Senate Republican Introduces New Education Bill

A new push in Congress is reopening a long-running fight over how the federal government regulates for-profit colleges—and who those rules actually affect.

Senator Jim Banks of Indiana has introduced the PARITY Act, a bill aimed at rolling back changes to what’s known as the “90/10 rule.” That rule requires proprietary, or for-profit, colleges to receive at least 10 percent of their funding from non-federal sources. The idea, dating back to the early 1990s, is that schools should be able to attract some level of private investment or tuition if they’re delivering value.

The dispute centers on a 2021 update that expanded what counts as federal funding. Previously, the cap focused mainly on Title IV aid like federal student loans and grants. The Biden-era change added GI Bill benefits and other military education funds into that calculation. For career schools that enroll large numbers of veterans, that shift can push them closer to—or over—the 90 percent threshold.

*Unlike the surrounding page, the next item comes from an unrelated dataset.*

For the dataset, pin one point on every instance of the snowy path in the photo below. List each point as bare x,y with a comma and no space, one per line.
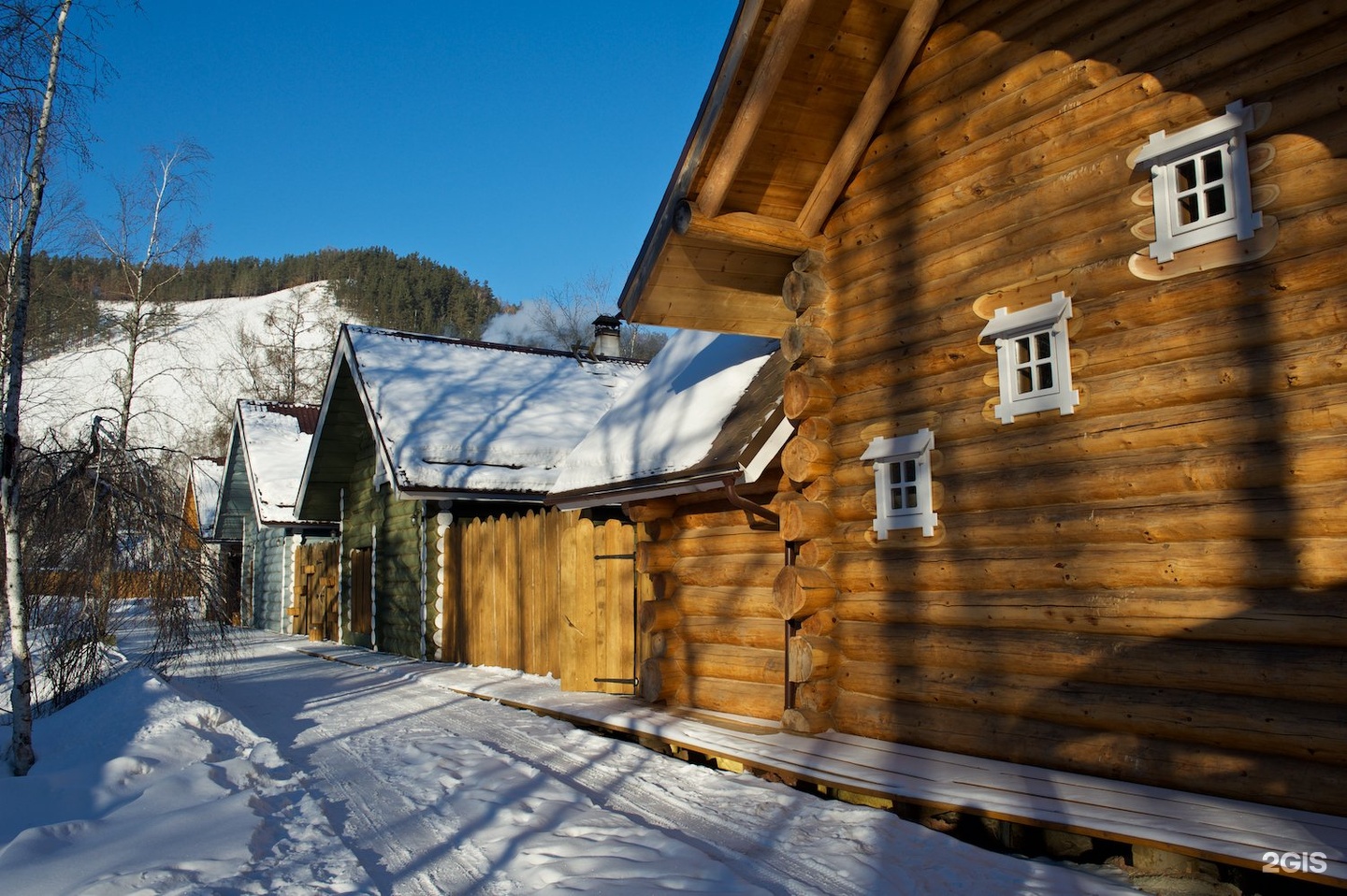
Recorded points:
437,792
286,773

Banks and his supporters argue that this creates an unintended bottleneck. By counting GI Bill funding as federal money, they say schools may limit how many veterans they admit in order to stay compliant. Backers of the bill, including several military-affiliated organizations, frame it as an access issue—arguing that veterans should not be treated as a liability in a school’s funding mix.

They also point out that the rule applies only to for-profit institutions, not to public or nonprofit colleges. That distinction has been a sticking point for years, with critics saying it creates uneven standards across the higher education system.

Opponents of rolling back the rule see it differently. Some consumer protection advocates and military groups have long argued that earlier versions of the policy left room for abuse.

Their concern is that excluding GI Bill funds from the cap gave certain schools a financial incentive to aggressively recruit service members, since those benefits didn’t count against the federal funding limit. Including them, in this view, closes that gap and reduces the risk of predatory practices.

This tension—access versus oversight—is not new. The rule has been adjusted multiple times under both Republican and Democratic administrations, often alongside broader efforts to address student debt, job placement outcomes, and accountability in higher education.

The PARITY Act doesn’t just revisit a technical definition. It reopens a fundamental question about how to balance opportunity for nontraditional students, including veterans, with safeguards meant to prevent misuse of federal education dollars. With both sides backed by organized groups and long-standing arguments, the debate is unlikely to resolve quickly.